The Iowa Democratic Party certainly deserves plenty of blame for the disastrous problems with the delayed tabulation of the results from Monday night's caucus. The all-too-predictable failure of a new, untested reporting app was compounded by the state party's idiosyncratic devotion to a uniquely complex two-stage public preference declaration process that required the chairs of 1,700 precincts statewide to all simultaneously report three sets of distinct but necessarily compatible numbers to state party headquarters. This new mandate for numerical transparency came at the behest of the Democratic National Committee, which responded to widespread suspicions that Bernie Sanders actually received more popular support than Hillary Clinton in the 2016 caucus by requiring Iowa to release raw vote totals for the first time as well as the traditional delegate counts.
Still, there was something a bit unseemly about major media figures taking to cable news and social media to blast the state party for failing to satisfy their curiosity about the outcome on a more personally convenient schedule. For it was the media that turned the Iowa caucuses into a decisive event in presidential politics beginning in 1972, when journalists interpreted George McGovern's third-place finish in a sparsely-attended vote (behind Ed Muskie and "uncommitted") as a game-changing moral victory, and it's heavy media coverage every four years that gives what might otherwise be an obscure and unimportant event its outsized influence on the behavior of voters in subsequent contests, setting some candidates on a path to the White House and driving others out of the race entirely with 99 percent of the national delegates still unselected.
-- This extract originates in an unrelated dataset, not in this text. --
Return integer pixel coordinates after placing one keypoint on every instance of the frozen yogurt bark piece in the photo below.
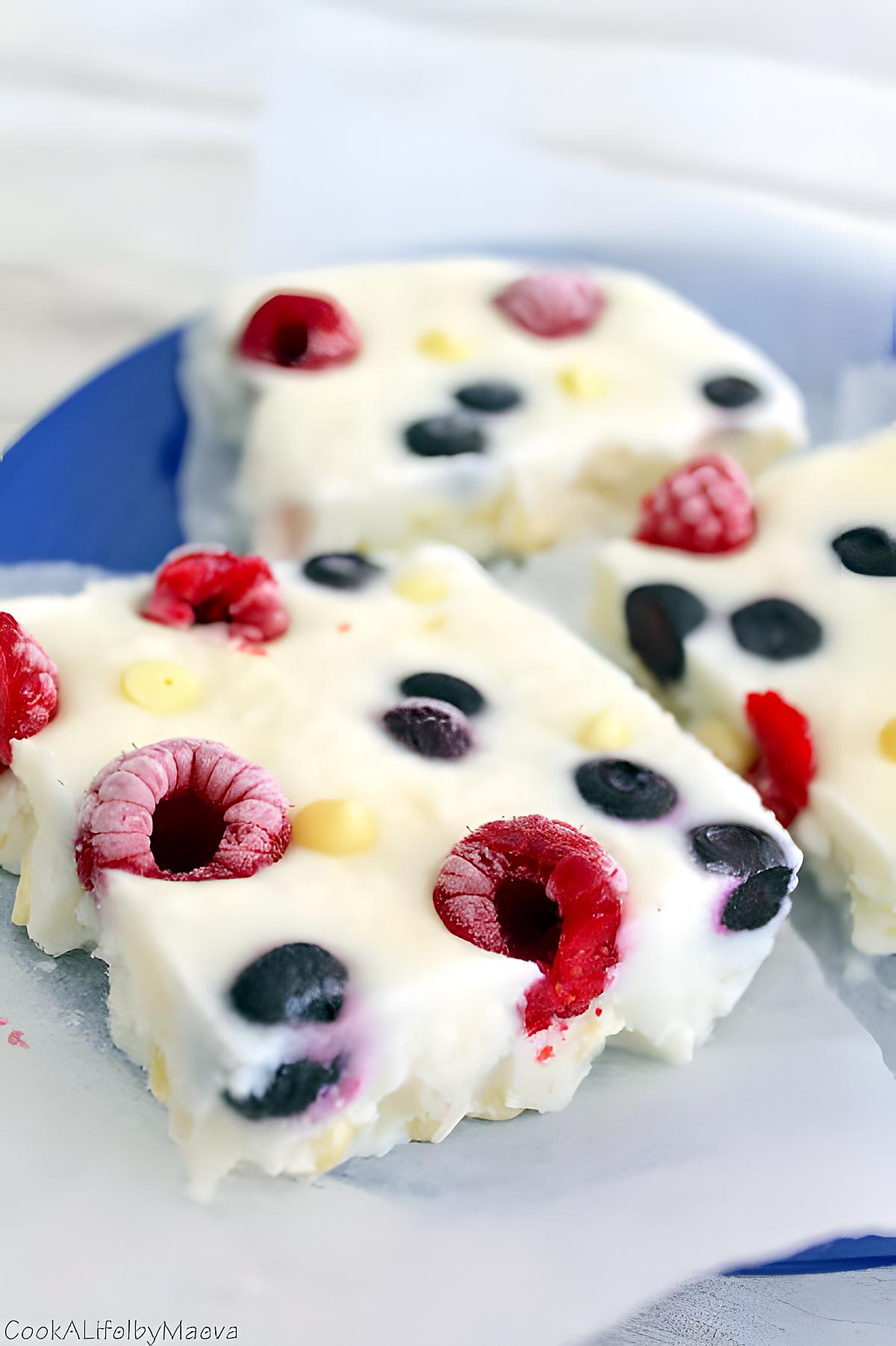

Naturally, Iowa's leaders have scrambled to defend this quadrennial importance, in desperation to retain the massive publicity that comes with the first slot on the nomination calendar—even as the shortcomings of its caucus mechanics, and the limited organizational resources of its state parties, have become impossible to ignore in the age of ubiquitous cameras and smartphones. The rules that govern the Democrats' two-stage voting process aren't always easily understood even by the officials supposedly in charge, and are open to various kinds of clever manipulation—Candidate A sending some support to Candidate B in order to deny a delegate to Candidate C, deemed a more serious threat—that are absent from the simple primary elections that stand as alternatives to the caucus system. But Iowa cannot abolish its caucuses without risking its first-in-the-nation status, since New Hampshire claims the perpetual right to hold the first primary, and so the caucus tradition remains in all its increasingly apparent awkwardness, unless and until the national parties decide to forbid it.
There was a lot of big talk as the hours ticked by on Monday night about the current debacle putting an end to the Iowa caucus forever. We'll see—these are the kinds of things that impatient journalists say in the heat of the moment, forgetting that the political world will soon enough move on to other preoccupations and that party reformers find it easier to agree on what they dislike about nominations than on what the preferable alternative should be. But whether or not the national parties force Iowa to give up its caucuses in 2024, influential media authorities should use this opportunity to consider whether such a strange little system—one that, among other quirks, produces four sets of results and thus, potentially, four different winners—deserves the tremendous investment of attention, resources, and hype that they direct Iowa's way every four years. If the Iowa caucus were granted press coverage in better proportion to the number of delegates at stake, the representativeness of its electorate, and the distinctiveness of its electoral procedures, these sorts of screwups wouldn't seem so monumental—and the entire nomination system would be much better off.